Model Performance Segments allow you to organize your dataset in Aquarium and understand model performance across important subsets of your dataset.
Use Model Performance Segments to:
Group subsets of your dataset for performance reporting based on metadata, embedding space, model performance, domain, etc.
Define target performance thresholds for Precision, Recall and F1 against the grouped set of frames.
Compare multiple inference sets across all Model Performance Segments and identify areas of under/over performance.
Model Performance Segment Types
Split - Use split segments to track and report model performance on the Test, Training and Validation sets within your dataset.

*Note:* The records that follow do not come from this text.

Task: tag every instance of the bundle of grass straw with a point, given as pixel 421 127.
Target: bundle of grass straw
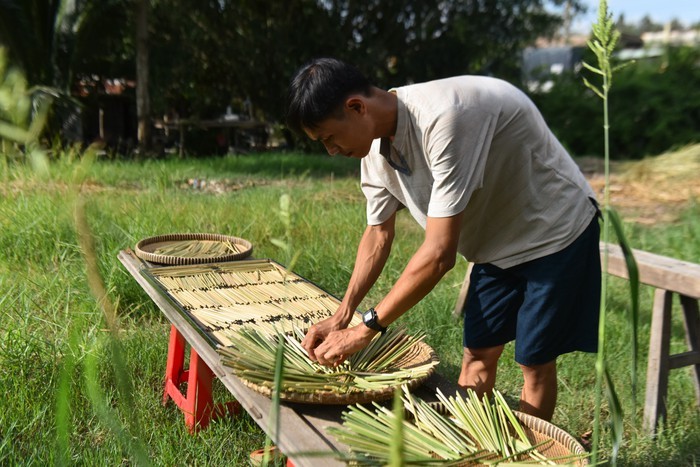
pixel 458 431
pixel 225 297
pixel 391 360
pixel 198 248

Regression Test - Use regression test segments to define subsets of the dataset that mimic your domain's hardest problems, set target model performance thresholds and then easily assess pass-fail for every model experiment or release candidate.
Scenario - Use scenarios to evaluate model performance against subsets of your data
Creating Model Performance Segments
Anywhere you can select a set of frames within a dataset, you can define a Model Performance Segment.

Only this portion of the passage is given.